Invisible Ruptures, Visible Ruins: Life, Land and Loss in Peri-Urban Lahore
摘要
This chapter explores the profound socio-ecological transformations taking place in the peri-urban landscapes east of Lahore, Pakistan, between 2014 and 2022. Drawing on historical accounts, oral histories and ethnographic fieldwork, it examines how state-backed real-estate expansion—particularly the Defence Housing Authority (DHA) projects—has reconfigured agrarian ecologies, everyday livelihoods and community relations. What was once a fertile, canal-irrigated agrarian landscape embedded in reciprocity and collective ties has been progressively commodified, fragmented and absorbed into an urban order centred on speculative value and elite aesthetics. By analysing both the visible changes (land acquisition, soil mining, displacement, loss of agriculture) and the invisible transformations (erosion of trust, cultural dislocation, psychological insecurity and loss of intangible community assets), the chapter highlights how neoliberal urbanism extends beyond material landscapes into cognitive, emotional and social realms.
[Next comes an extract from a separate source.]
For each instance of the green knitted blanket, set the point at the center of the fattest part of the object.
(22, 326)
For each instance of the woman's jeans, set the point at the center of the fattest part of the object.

The findings foreground peri-urban villages as more than sites of ‘developmental transition’; they are contested spaces where agrarian modes of life are undone, identities reshuffled and ecologies destabilised. Ultimately, the chapter argues that urban expansion in Lahore is not simply spatial growth but a political project of dispossession, one that externalise ecological costs and undermine localised forms of resilience. It calls for recognising peri-urban spaces as critical frontiers of environmental justice, where struggles over land, ecology, and community futures unfold in uneven and unequal ways.